If we consider the recession of recent times, we see that there is very little sign of recovery in spite of massive transfer of wealth in the form of bail-outs from the taxpayers to the wealthy (which really translates into private profits at public risk, i.e., economic successes are enjoyed by individual capitalists, failures are borne by all citizens). After 50 years, Paul Sweezy and Paul Baran's predictions of monopoly capital's inborn pitfalls rooted in Marxian analysis of capital stand vindicated, while Samuelson and Arrow, the two famous neoclassical economists in the second half of the last century have been proven wrong. On the positive side, concerns about the crises inherent in monopoly capital, and all the havoc that it entails, has now entered the mainstream discourse. Bernie Sanders and Jeremy Corbyn are its political manifestation, while economists such as Krugman, Stiglitz, and Piketty are raising sharp and pertinent questions.

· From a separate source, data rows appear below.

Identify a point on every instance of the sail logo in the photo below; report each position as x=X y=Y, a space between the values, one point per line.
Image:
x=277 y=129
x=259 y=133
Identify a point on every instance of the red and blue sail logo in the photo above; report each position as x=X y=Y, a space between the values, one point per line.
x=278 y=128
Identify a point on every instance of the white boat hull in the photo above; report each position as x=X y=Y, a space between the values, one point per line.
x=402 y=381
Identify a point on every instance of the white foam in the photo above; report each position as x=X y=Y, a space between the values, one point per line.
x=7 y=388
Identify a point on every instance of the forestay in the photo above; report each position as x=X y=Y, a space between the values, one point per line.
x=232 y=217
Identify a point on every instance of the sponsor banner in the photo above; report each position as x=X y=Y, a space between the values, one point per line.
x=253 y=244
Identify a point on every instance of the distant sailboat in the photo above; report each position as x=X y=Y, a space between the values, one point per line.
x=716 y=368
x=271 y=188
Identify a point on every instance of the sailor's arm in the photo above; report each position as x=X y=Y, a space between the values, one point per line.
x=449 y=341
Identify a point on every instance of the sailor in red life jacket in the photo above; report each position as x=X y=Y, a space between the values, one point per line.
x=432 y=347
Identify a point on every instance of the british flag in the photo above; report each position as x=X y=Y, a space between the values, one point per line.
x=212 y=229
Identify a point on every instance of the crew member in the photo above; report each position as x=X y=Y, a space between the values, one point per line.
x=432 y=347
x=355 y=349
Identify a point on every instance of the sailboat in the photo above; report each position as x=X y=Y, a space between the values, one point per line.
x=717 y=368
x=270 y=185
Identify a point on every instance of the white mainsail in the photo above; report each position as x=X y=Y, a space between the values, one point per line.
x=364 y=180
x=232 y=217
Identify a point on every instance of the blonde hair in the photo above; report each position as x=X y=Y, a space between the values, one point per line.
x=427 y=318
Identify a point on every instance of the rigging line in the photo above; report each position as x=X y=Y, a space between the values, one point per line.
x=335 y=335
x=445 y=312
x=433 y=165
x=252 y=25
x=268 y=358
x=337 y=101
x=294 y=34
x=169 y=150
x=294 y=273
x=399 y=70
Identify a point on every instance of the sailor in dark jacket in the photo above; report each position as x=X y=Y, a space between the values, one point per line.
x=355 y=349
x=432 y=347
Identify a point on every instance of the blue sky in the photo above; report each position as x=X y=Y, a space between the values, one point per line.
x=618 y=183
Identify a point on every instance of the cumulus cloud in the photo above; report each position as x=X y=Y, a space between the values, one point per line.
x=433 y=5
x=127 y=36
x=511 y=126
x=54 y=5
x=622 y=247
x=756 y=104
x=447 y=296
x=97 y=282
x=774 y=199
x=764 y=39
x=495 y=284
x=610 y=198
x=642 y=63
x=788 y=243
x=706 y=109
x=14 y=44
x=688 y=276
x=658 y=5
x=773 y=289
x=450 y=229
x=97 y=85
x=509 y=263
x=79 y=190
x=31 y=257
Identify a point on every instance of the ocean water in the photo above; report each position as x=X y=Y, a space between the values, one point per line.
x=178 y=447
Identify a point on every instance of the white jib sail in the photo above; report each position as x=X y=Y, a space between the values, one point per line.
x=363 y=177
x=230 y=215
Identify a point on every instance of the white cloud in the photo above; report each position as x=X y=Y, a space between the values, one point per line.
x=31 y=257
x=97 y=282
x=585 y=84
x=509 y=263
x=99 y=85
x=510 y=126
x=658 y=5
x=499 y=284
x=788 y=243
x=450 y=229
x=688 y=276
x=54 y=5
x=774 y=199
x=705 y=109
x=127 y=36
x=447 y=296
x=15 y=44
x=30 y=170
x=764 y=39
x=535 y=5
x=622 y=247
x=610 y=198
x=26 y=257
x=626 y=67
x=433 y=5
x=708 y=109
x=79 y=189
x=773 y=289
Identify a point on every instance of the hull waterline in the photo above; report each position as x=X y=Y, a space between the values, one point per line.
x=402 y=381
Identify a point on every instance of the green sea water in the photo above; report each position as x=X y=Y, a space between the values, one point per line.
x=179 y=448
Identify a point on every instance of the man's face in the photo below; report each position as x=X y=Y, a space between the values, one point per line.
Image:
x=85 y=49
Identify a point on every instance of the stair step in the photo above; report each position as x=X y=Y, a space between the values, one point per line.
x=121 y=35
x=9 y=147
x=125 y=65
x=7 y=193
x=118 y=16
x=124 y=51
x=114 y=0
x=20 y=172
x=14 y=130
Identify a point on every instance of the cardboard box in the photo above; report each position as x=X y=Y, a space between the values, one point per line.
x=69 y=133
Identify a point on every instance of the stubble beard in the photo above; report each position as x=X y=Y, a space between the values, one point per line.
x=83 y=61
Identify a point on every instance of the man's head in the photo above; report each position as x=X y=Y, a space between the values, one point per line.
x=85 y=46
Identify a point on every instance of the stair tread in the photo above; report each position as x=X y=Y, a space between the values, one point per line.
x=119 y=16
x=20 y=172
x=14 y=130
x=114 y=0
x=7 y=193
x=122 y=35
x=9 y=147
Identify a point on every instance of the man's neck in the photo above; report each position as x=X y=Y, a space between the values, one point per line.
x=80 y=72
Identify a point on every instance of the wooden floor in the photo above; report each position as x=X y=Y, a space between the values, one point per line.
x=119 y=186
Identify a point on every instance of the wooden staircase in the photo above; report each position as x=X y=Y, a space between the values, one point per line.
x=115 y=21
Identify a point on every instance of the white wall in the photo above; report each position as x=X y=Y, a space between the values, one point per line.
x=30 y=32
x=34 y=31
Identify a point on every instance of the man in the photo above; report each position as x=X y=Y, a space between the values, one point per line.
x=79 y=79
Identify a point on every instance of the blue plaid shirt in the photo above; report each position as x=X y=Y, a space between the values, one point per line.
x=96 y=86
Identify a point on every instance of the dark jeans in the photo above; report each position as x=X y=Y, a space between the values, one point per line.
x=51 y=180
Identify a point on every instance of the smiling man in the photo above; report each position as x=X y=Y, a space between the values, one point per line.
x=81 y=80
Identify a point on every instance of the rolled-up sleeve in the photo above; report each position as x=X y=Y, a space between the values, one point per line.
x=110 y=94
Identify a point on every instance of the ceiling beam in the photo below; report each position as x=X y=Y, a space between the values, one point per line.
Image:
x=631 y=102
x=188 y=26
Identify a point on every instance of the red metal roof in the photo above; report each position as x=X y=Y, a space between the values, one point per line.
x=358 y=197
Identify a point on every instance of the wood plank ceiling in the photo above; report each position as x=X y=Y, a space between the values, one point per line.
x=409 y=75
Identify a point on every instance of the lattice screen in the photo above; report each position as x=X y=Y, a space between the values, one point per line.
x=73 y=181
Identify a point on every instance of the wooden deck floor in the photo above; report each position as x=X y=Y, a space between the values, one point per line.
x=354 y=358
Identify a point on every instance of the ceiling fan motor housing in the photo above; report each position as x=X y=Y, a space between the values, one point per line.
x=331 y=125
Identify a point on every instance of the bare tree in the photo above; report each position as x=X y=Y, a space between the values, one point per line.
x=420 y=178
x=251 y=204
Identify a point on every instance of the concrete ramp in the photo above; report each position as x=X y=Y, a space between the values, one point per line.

The broad lesson is simple - unbridled capitalism riding on the shoulders of unregulated laissez faire goes on accumulating thus, inevitably, turning monopolistic. And for preserving the control over this monopoly, and to satisfy its need for further profits, it must go on waging wars, and manufacturing enemies, foreign or domestic. One wonders if the war on terror or the aggressive attempts by the Pentagon to trigger a new cold war with Russia and China stem, at least partly, from this consideration. Does Eisenhower's warning of a military-industrial complex ring a bell?  

This piece is based on the editorial note of the Monthly Review Magazine's July-August 2016 issue.  

The writers are Professor Emeritus, Black Hills State University and Director of Gyantapas Abdur Razzaq Foundation, and a freedom fighter, researcher and author, respectively.